His eyes jerked up, trying to figure out where I was coming from. If I was pissed off, he’d try to deflect my anger, even if he didn’t know exactly why I was mad.
“Ah can’t say as how I rightly know. She ain’t never been tested; not so she told me about. But she been shootin’ up so long I figure she gotta have it. She gotta have it and she gotta be steady givin’ it out to her tricks. Ah say it serve the motherfuckers right. Tricks ain’t nothin’ but massa comin’ to the slave quarters. Only difference, he wavin’ a few bills, ’stead of passin’ out hair ribbons. Ah hopes they give it to all they wives.”
“If the tricks are ‘massa,’” I said, “then who are you? You the slave who administers the whippings?”

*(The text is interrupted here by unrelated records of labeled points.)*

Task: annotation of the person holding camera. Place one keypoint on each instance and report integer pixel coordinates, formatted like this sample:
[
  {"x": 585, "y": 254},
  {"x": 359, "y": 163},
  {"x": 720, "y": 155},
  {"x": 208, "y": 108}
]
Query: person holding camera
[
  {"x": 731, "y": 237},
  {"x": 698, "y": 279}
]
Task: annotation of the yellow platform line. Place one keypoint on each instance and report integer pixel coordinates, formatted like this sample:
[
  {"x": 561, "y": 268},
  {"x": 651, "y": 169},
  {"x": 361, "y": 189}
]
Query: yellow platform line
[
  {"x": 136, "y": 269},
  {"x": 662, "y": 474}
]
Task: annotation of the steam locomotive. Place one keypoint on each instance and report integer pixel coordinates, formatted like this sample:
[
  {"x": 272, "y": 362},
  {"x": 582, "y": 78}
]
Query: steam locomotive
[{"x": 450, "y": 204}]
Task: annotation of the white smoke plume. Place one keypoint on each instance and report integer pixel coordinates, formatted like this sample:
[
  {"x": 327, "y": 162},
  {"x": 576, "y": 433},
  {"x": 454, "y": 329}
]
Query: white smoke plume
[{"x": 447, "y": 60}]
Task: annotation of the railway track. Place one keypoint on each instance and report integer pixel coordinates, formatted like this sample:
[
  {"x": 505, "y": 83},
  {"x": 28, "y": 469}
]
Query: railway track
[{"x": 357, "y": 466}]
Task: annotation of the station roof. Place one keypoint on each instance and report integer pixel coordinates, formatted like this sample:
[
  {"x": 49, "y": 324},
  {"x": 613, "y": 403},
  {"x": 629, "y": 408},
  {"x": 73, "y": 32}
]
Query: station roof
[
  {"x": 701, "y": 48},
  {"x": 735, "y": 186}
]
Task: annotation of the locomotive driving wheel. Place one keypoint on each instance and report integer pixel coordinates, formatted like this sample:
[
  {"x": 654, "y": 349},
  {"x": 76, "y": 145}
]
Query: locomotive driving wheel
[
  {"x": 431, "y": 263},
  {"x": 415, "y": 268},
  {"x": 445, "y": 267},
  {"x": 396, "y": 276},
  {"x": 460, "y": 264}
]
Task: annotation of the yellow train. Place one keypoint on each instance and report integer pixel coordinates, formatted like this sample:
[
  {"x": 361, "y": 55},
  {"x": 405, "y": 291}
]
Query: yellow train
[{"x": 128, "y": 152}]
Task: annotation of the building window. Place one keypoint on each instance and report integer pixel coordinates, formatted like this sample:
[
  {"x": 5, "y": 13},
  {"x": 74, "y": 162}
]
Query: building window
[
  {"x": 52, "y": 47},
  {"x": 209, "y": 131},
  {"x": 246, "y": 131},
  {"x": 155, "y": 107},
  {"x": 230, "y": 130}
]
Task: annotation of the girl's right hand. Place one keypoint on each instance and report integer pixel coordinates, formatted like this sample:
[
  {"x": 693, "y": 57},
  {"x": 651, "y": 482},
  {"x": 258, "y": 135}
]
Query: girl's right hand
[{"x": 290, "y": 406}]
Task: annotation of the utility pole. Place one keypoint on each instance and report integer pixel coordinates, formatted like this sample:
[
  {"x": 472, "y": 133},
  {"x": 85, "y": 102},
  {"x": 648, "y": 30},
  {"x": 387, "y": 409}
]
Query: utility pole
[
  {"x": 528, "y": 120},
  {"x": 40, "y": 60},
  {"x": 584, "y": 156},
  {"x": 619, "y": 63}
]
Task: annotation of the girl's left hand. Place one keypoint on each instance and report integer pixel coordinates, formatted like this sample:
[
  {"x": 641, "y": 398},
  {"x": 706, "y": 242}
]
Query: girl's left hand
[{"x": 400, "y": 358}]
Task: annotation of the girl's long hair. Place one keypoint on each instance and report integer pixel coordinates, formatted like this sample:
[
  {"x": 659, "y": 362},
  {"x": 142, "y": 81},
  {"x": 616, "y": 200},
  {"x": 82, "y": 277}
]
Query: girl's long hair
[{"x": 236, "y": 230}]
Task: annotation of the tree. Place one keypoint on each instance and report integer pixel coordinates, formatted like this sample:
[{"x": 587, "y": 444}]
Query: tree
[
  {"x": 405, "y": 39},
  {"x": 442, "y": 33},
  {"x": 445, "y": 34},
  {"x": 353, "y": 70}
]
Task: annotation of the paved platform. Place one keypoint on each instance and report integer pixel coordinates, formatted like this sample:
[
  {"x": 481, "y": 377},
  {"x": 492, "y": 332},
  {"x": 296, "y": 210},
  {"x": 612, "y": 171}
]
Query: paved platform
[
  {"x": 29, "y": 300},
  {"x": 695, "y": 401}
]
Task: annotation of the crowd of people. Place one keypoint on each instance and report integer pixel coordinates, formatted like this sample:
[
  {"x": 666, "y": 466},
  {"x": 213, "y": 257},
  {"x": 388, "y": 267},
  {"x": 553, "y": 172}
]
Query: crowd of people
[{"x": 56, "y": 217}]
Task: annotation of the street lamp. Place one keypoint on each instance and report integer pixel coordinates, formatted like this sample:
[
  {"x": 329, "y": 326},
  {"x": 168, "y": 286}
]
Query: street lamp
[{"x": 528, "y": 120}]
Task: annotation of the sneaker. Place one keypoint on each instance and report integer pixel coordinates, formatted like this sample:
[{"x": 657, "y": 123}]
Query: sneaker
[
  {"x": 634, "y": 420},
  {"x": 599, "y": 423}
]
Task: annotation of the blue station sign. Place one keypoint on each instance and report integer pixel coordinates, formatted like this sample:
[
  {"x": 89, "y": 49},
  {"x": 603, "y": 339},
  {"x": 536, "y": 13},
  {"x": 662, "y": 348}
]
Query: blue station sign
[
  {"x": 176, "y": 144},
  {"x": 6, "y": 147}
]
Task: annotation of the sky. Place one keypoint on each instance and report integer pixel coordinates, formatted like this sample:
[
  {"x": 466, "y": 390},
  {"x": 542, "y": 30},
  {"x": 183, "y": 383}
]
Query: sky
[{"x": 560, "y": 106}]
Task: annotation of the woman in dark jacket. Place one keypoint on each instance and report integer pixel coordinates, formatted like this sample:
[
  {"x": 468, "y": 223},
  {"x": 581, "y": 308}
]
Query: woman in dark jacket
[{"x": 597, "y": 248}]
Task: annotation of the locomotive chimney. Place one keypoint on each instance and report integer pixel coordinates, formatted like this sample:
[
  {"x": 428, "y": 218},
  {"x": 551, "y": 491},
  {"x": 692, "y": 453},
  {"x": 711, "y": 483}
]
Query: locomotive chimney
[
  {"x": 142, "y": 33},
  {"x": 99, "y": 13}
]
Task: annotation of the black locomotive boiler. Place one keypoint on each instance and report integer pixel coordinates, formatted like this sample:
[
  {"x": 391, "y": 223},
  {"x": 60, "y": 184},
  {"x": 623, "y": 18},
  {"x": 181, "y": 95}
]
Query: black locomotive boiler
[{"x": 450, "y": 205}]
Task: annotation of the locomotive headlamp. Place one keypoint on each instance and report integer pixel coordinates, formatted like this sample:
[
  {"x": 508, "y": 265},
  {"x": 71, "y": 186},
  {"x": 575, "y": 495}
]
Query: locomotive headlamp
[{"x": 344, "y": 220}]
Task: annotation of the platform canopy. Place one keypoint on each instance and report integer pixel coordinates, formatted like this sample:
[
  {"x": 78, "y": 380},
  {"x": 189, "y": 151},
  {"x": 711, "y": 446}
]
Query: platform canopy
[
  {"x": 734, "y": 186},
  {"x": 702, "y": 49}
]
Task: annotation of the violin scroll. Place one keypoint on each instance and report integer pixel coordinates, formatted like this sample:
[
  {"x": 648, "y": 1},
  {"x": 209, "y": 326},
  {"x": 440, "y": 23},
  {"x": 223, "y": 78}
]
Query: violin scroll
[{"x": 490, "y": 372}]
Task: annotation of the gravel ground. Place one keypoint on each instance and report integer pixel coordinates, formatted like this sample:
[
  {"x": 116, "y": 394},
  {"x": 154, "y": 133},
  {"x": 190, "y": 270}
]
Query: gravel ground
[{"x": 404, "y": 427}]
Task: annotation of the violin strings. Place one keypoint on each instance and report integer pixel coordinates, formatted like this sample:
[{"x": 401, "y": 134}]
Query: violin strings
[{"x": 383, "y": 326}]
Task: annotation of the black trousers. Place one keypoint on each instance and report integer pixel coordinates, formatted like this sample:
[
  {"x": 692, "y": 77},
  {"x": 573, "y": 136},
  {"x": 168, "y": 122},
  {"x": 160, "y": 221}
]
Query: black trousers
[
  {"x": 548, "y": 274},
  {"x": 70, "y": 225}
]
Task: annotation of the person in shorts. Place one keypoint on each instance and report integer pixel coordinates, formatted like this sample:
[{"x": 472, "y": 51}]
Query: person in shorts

When he finally responded, his voice showed careful respect, though his eyes remained defiant. “I hear you some kinda Indian, Mister Means. If you a Indian, tell me what the white man ever done for yo people, ’cept kill ’em. Shit, you jus’ a damn nigga like me. Takin’ massa’s pay to keep the rest of the niggas quiet. But that ain’ nothin’, but nothin’. Even niggas gotta get paid.”
I suppose I should have been angry, but I wasn’t. Razor Stewart had as much chance of understanding me as a mouse of understanding a lion. Meanwhile, he wasn’t making a fuss about losing one of his whores, which was all I cared about. At the moment. Later, once I was back in business, I’d look up old Razor and teach him something about lions.
But that was for later. For now, my job was to keep Vanessa Bouton happy. She was in the other room, pitching Dolly Dope on the joys of detox. Apparently, Dolly wasn’t an easy sell, because they were in there for the better part of an hour before Bouton opened the door.